Students Receive Award for Forensic Accounting Case Study
Monday, October 29, 2007
Recent scandals in the news have focused public attention on corporate fraud. For the first time in nearly 20 years, the American Institute of Certified Public Accountants has called for more emphasis on fraud education, recommending the development of fraud-related course materials and cases for students to explore the field of forensic accounting.
A fast-growing field, forensic accounting uses accounting practices to handle legal issues once they arise or before they become a major problem for a company.

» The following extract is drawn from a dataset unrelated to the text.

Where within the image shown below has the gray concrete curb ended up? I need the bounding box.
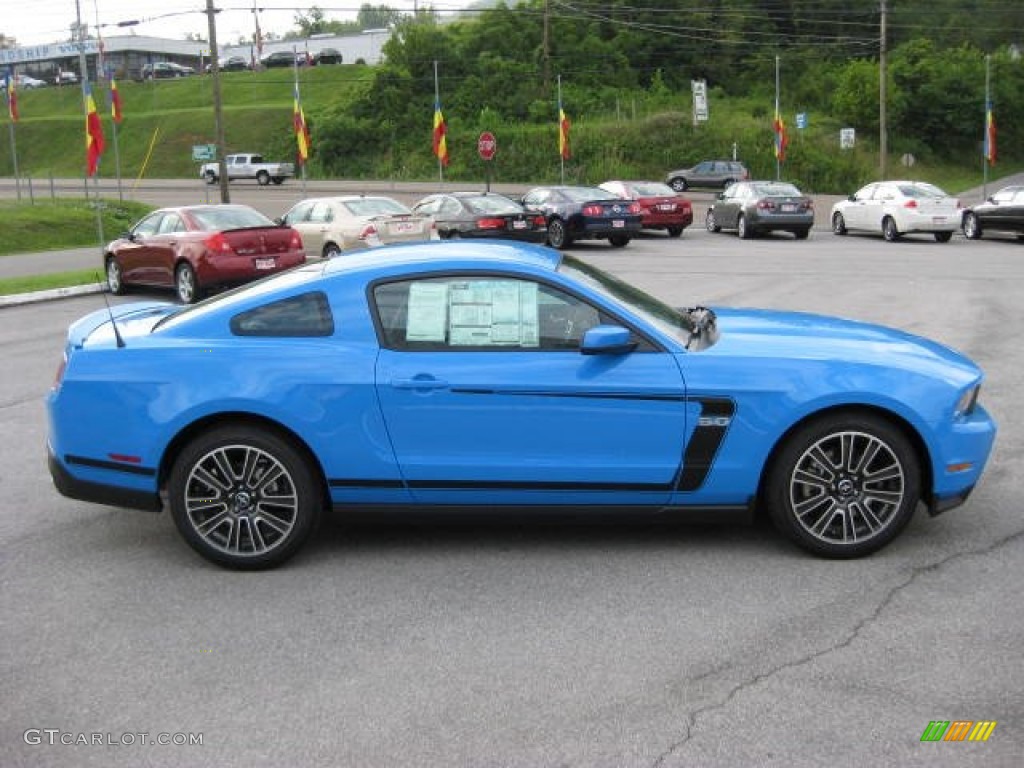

Today, many accounting firms have departments dedicated to forensic accounting.
Two Saint Joseph's University accounting students, Andrew Hadley '08, and Alexander Raymond '08, teamed up with Joseph Ragan, Ph.D., chair of accounting, to develop a fraud-based case.
Hadley and Raymond's paper, "Star Electronics, Inc.: An Excel-based Audit Case Using Financial Statement Analysis to Detect Fraud," won the Best Paper Award at the International Business and Economics Research Conference in Las Vegas earlier this month.
The paper has also been accepted for publication in the Journal of Business Case Studies for the spring 2008 issue.
For this case, Hadley, Raymond and Ragan created accounting data for a fictitious company, United Electronics, which is set to merge with Star Electronics, Inc. Students act as forensic accountants, performing a comprehensive analysis of United Electronics' financial statements before Star Electronics' board of trustees approves the takeover.
"Constructing this case enabled us to study a new and exciting field of accounting in more depth," said Hadley. "It was the perfect complement to my accounting education."
Courses in forensic accounting have become integral to the curriculum in SJU's department of accounting. This interactive computer-based case can be used on both the graduate and undergraduate level.
Hadley and Raymond are both members of the STAR Scholars program, which provides distinguished accounting students with high-level accounting technology applications. Hadley is a STAR managing partner and Raymond is a technical managing partner. Both students are members of the Accounting Society and National Society of Collegiate Scholars.